Okay. Last one for me is we're seeing the service industry talking about needing price increases if they're going to upgrade the equipment to do biofuels and things like that. Are you still starting to see any cost pressure in terms of the outlook for a post breakup? Are you -- and how much do you see us? And where is the worst part of the price pressure coming from?

M
Michael L. Rose
Non Independent Chairman, President & CEO

We expect that service costs will come up with the more robust commodity price environment holds. We always build inflation into our 5-year outlook, sort of 2.5% per annum. We haven't had to utilize any of that over the past couple of years. Right now, there's no pressure, but we kind of negotiate post breakup.
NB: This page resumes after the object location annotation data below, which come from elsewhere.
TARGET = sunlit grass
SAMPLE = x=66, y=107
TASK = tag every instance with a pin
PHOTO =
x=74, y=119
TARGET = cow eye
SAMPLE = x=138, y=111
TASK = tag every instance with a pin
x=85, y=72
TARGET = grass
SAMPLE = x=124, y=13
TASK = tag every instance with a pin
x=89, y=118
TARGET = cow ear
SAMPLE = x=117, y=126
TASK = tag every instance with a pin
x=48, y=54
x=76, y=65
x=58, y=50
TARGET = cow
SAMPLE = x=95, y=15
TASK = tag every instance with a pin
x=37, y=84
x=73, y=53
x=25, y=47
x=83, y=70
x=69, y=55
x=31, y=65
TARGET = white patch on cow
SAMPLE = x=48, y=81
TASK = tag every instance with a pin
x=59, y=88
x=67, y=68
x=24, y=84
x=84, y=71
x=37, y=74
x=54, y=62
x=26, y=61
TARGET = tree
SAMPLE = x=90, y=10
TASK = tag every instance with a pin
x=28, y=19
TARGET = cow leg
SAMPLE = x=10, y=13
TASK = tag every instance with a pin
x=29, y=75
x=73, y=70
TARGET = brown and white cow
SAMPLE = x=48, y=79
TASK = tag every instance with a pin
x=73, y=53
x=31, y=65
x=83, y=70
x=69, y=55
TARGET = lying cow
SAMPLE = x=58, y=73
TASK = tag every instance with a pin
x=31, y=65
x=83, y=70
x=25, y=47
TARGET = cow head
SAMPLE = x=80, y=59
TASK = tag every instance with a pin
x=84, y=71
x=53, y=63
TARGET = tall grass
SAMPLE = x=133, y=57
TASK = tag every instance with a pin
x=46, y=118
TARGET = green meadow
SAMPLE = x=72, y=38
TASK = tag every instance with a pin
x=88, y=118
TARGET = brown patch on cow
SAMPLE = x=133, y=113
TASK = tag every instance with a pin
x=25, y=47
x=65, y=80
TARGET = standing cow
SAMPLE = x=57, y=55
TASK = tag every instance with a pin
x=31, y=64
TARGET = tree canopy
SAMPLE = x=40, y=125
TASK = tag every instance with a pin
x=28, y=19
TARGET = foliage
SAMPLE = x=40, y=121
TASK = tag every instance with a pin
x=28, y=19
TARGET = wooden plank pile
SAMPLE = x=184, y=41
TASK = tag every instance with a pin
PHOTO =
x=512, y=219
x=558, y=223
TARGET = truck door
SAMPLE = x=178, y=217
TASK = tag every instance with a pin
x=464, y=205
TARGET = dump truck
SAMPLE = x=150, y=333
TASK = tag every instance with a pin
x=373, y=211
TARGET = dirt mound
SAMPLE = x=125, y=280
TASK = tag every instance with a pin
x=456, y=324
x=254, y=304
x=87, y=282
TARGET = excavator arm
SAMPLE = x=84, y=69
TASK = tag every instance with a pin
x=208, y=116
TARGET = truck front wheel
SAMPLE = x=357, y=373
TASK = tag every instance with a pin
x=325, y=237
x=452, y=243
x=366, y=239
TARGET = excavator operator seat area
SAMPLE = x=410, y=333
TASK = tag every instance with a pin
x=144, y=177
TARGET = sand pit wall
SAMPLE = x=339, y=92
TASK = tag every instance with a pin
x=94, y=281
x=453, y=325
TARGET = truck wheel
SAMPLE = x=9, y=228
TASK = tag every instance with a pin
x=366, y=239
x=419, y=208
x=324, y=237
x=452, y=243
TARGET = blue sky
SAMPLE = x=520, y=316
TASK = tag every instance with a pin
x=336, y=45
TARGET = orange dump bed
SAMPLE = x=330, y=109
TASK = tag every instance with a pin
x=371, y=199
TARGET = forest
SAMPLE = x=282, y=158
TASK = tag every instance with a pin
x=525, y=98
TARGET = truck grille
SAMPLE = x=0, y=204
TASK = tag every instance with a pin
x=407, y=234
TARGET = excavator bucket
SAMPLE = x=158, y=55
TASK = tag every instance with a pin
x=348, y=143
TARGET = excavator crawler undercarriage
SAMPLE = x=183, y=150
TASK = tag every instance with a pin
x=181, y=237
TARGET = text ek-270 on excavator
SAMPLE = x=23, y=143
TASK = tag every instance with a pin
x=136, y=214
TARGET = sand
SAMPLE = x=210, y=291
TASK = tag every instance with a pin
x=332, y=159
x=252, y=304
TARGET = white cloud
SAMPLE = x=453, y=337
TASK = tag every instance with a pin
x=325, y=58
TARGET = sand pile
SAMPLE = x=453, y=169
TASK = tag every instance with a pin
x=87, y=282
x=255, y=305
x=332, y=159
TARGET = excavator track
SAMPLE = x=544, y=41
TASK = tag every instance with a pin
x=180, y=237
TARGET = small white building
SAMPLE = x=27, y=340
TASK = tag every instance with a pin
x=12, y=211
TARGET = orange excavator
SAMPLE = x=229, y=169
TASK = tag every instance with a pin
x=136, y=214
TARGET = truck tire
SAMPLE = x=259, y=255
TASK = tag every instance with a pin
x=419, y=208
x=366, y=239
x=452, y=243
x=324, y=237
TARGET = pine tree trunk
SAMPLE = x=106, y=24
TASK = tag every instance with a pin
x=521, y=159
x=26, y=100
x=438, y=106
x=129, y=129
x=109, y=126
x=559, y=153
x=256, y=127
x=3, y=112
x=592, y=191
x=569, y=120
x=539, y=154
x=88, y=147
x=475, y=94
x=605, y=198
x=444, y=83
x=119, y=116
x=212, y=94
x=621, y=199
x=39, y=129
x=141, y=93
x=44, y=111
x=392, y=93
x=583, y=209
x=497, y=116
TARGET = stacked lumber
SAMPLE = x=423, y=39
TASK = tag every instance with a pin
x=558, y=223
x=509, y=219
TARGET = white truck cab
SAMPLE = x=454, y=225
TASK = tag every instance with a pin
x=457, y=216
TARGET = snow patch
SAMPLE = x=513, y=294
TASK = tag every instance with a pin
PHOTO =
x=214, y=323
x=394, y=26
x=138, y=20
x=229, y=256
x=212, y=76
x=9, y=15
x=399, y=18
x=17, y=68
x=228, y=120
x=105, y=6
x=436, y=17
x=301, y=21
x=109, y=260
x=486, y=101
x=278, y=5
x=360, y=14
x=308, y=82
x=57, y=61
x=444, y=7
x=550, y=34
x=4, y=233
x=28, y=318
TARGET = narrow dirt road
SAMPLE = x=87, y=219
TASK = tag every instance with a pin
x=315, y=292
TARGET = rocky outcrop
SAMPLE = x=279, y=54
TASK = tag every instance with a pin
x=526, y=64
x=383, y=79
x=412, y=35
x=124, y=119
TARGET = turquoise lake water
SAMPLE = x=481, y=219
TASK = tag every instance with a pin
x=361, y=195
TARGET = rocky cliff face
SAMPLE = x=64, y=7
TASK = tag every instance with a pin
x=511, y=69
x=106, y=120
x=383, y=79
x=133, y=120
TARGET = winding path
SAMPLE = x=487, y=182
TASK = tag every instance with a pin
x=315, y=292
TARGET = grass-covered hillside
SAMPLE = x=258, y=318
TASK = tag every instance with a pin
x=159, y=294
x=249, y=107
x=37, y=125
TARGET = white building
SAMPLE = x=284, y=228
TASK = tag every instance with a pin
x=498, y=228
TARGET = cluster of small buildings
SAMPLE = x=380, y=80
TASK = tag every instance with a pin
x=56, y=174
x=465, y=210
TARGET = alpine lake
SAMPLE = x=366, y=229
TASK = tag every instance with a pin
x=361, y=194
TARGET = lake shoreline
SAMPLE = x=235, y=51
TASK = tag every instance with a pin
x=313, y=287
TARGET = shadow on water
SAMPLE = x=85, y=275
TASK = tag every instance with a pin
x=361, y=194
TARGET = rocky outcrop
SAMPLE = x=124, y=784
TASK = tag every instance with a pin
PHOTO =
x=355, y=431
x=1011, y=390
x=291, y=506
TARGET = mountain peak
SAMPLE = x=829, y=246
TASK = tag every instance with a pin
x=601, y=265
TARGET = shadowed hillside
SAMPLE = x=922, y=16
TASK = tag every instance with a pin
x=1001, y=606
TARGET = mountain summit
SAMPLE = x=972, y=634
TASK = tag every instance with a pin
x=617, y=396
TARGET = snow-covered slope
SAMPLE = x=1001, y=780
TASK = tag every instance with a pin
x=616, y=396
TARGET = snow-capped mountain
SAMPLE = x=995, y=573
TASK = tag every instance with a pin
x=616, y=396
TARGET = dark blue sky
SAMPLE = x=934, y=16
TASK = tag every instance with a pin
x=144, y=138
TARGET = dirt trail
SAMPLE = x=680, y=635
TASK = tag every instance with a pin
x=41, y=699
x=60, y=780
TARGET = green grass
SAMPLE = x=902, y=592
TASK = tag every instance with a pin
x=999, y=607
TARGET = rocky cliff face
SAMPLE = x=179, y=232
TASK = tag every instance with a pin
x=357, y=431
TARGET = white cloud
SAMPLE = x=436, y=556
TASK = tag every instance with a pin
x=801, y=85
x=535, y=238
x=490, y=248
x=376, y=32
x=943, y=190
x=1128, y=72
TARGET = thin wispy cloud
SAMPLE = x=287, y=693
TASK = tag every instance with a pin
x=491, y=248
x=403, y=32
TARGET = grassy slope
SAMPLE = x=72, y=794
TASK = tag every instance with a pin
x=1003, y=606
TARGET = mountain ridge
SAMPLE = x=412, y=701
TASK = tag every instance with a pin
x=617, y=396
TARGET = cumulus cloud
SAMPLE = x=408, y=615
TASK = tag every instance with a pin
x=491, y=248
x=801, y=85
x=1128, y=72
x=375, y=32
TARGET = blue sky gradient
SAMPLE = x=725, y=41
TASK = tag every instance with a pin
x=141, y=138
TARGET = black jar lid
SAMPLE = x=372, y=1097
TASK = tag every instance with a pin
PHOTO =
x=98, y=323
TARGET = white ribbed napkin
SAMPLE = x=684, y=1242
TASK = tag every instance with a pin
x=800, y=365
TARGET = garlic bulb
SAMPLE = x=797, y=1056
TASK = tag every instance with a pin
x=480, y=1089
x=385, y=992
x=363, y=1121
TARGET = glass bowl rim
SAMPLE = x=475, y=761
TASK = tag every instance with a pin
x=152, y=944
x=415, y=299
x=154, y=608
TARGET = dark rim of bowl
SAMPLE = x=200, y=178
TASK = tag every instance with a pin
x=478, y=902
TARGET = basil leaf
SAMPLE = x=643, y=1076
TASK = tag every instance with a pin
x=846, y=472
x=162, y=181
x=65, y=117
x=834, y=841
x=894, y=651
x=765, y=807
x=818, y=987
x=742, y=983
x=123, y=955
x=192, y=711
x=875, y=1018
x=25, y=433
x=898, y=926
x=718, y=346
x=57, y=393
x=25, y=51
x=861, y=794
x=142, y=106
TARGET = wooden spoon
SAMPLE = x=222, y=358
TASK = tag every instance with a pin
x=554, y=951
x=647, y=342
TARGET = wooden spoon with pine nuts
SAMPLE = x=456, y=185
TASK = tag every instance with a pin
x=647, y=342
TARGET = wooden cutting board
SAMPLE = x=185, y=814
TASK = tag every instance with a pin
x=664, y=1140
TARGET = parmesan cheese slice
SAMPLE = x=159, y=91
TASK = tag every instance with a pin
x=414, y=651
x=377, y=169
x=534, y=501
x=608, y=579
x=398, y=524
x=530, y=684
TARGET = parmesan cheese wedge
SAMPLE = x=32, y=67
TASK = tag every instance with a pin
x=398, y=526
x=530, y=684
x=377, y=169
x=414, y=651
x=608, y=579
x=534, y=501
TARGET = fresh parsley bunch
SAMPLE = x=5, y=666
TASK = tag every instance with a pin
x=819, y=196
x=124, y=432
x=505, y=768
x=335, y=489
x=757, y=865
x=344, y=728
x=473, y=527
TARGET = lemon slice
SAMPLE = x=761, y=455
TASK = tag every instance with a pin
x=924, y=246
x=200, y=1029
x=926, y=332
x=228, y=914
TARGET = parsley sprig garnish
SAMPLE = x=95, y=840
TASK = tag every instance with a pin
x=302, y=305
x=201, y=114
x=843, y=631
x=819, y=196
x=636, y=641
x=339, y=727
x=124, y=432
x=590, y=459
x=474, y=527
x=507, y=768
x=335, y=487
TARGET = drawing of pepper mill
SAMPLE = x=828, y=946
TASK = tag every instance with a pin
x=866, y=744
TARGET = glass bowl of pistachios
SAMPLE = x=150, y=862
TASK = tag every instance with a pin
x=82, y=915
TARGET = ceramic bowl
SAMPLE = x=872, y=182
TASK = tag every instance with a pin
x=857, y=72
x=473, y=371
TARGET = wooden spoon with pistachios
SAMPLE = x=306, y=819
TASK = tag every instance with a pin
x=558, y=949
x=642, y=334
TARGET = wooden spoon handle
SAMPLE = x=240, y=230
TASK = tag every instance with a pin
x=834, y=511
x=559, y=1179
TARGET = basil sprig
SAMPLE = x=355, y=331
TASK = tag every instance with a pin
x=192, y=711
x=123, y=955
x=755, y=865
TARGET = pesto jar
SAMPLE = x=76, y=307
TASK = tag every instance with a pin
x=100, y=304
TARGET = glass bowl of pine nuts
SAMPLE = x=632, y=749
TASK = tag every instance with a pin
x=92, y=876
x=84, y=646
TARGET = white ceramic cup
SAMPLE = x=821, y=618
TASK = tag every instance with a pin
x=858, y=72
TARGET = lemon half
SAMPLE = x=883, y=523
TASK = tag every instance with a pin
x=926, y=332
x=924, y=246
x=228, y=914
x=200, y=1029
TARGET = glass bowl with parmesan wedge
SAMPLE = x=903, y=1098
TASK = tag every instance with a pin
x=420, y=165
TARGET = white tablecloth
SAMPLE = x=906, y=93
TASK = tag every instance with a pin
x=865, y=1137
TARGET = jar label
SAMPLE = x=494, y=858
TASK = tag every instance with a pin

And so that remains to be seen where that goes.

Operator

And there are no further questions in queue at this time. I'd like to turn the call back over to our presenters.

M
Michael L. Rose
Non Independent Chairman, President & CEO

Thanks, everyone, for attending, and we'll speak with you next quarter.

Operator

Ladies and gentlemen, this does conclude today's conference call. You may now disconnect.